Decreto legge su estradizione

 

Decreto legge sull’estradizione, l’obiettivo è l’equo processo

di Leonardo Filippi (Università di Cagliari)

 

L’Unione Sarda, 21 febbraio 2005

 

Il Governo, con un decreto-legge, tenta di ottenere la consegna di numerosi latitanti (tra cui 140 terroristi, da Cesare Battisti a Pietrostefani), condannati in contumacia in Italia, che gli Stati esteri dove si sono rifugiati non estradano nel nostro Paese perché qui non è loro garantito un nuovo processo. Ma il rimedio proposto sembra peggiore del male.

È infatti capitato che la Corte europea ha condannato l’Italia per aver violato la Convenzione europea che garantisce un "equo processo" all’imputato contumace quando non risulta in modo inequivoco, in mancanza di una sua rinuncia a comparire, che l’assenza dal processo è stata una scelta consapevole.

Nel caso esaminato da ultimo nel novembre scorso dalla Corte europea, essa osservò che il fatto che l’interessato, tale Sejdovic, un cittadino dell’ex Jugoslavia, fosse irreperibile, in difetto di altri elementi, non provasse la sua conoscenza del processo e pertanto la legge italiana fu dichiarata sul punto in contrasto con la Convenzione europea proprio perché non gli offriva un concreto ed effettivo rimedio per ottenere un nuovo processo, alla sua presenza.

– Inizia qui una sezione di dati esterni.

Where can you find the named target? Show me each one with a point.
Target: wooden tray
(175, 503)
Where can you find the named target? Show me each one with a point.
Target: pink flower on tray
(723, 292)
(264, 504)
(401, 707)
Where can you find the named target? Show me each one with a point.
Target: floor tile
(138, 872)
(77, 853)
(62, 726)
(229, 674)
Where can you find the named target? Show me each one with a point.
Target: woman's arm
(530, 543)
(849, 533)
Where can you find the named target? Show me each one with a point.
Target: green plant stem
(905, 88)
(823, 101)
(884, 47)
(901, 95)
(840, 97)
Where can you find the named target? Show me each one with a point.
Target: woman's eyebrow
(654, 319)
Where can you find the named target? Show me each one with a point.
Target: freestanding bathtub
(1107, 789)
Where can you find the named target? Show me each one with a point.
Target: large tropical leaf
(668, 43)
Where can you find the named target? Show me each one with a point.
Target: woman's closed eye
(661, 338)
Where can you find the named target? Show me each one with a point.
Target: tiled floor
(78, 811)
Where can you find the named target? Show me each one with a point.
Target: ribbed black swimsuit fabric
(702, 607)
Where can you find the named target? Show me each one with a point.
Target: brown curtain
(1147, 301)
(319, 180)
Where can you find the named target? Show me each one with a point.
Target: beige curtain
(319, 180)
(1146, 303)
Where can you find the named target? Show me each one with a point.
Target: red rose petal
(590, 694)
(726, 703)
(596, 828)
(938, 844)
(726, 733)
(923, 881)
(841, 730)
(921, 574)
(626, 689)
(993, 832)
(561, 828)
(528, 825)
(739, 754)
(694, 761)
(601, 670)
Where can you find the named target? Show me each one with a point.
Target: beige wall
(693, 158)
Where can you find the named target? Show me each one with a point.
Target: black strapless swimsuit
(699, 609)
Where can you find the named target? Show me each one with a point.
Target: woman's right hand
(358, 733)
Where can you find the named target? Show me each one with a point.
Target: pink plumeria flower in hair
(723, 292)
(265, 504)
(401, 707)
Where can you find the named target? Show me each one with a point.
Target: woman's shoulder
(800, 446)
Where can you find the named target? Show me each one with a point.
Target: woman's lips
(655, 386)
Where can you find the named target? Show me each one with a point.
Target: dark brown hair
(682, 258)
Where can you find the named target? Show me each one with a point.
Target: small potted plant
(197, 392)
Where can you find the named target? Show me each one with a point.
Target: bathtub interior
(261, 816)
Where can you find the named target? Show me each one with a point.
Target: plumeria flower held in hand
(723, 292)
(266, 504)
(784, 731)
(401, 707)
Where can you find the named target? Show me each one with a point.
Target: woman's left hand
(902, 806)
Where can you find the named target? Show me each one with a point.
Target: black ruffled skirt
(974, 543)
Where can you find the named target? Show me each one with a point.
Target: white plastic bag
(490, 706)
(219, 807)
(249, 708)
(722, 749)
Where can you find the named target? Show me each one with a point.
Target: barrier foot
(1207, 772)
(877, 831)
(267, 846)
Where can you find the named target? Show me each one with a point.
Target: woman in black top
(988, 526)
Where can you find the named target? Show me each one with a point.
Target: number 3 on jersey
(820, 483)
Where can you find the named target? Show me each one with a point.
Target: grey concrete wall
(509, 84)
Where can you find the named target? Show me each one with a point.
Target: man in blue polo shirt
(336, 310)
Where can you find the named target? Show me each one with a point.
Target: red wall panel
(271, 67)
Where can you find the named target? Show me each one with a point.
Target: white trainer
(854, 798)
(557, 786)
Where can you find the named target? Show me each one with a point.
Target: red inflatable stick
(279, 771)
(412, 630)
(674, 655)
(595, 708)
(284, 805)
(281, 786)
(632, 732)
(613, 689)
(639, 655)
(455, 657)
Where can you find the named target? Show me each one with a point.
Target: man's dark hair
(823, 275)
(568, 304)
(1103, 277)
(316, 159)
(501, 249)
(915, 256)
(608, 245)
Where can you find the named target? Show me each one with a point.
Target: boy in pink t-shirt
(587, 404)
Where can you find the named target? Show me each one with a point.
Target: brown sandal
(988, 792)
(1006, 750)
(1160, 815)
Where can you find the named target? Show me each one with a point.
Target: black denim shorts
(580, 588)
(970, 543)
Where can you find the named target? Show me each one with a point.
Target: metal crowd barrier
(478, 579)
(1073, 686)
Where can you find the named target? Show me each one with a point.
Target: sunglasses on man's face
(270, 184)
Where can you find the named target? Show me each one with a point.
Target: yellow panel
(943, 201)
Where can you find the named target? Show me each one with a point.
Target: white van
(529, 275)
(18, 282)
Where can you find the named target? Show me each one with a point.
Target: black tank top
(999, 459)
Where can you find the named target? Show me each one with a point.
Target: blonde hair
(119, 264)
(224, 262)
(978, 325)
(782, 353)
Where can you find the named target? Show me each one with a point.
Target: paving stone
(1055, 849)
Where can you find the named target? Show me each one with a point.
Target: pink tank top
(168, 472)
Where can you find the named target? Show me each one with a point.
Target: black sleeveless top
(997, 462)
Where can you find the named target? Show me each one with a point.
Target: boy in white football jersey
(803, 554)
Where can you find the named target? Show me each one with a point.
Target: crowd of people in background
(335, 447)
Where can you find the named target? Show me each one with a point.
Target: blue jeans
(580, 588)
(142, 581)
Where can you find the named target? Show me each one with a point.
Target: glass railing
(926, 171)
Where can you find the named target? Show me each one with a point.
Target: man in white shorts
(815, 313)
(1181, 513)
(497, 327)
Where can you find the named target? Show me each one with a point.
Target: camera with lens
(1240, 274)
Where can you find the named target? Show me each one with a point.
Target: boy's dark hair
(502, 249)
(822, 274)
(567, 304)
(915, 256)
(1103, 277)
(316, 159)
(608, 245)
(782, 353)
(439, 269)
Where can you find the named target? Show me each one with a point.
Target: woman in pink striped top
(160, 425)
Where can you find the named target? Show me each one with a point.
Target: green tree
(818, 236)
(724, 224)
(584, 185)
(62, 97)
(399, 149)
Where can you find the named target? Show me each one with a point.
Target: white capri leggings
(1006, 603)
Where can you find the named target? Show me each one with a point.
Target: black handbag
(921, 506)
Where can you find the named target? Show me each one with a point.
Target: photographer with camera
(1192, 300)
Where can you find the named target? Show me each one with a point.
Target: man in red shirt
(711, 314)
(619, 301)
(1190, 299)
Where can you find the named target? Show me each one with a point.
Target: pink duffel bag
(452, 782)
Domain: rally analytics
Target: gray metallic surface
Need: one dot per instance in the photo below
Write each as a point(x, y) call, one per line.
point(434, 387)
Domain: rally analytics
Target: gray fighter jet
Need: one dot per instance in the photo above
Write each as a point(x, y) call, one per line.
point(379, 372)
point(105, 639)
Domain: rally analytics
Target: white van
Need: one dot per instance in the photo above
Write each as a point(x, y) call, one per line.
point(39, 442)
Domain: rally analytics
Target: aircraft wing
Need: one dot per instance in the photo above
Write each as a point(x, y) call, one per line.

In particolare la Corte aggiunse che l’istituto italiano della "restituzione nel termine" (che consente all’imputato di "provare di non aver avuto effettiva conoscenza del provvedimento") non soddisfa queste condizioni perché non attribuisce al condannato in contumacia, all’oscuro del processo, un "diritto incondizionato ad ottenere la riapertura dei termini per interporre appello".

Ora il Governo con il decreto-legge modifica la disciplina della "restituzione nel termine", stabilendo che il condannato in contumacia potrà chiedere (entro trenta giorni dal momento in cui ha avuto effettiva conoscenza dell’atto) di essere riammesso nei termini per impugnare la sentenza, anche se definitiva, se "risulta dagli atti che non ha avuto effettiva conoscenza del procedimento e non abbia volontariamente rinunciato a comparire".

Ma la proposta, anziché adeguarsi alla Convenzione europea, introduce per il contumace una situazione deteriore rispetto al passato, perché egli non è più ammesso a provare la sua ignoranza del processo, dovendo invece questa "risultare dagli atti", il che è di fatto improbabile, dato che il sistema italiano delle notifiche prevede un’inammissibile presunzione di conoscenza quando l’atto è consegnato a persona diversa dal destinatario.

Si pensi, ad esempio, ad una notifica eseguita a mani di persona convivente, essendo il destinatario un marittimo imbarcato e perciò assente per settimane dall’abitazione: per la legge si presume la conoscenza del processo e quindi non "risulta dagli atti" che l’imputato non ha avuto effettiva conoscenza del procedimento, che anzi si è svolto regolarmente.

La Corte europea esige invece che la legge italiana preveda un "diritto incondizionato" alla riapertura dei termini per ottenere un nuovo processo, così come è previsto, ad esempio, sin dal secolo scorso in Francia, dove la cosiddetta "purgazione della contumacia" comporta che, se il condannato in contumacia si costituisce in carcere o è arrestato, la sentenza pronunciata nei suoi confronti è automaticamente annullata ed egli ha diritto alla celebrazione di un nuovo processo in sua presenza.

Con questo decreto-legge, il nostro Governo, non solo non assicura un "equo processo", ma provocherà ancora il rifiuto delle estradizioni, esponendo per giunta il nostro Paese ad un’ennesima censura dei giudici di Strasburgo. Insomma, oltre il danno la beffa.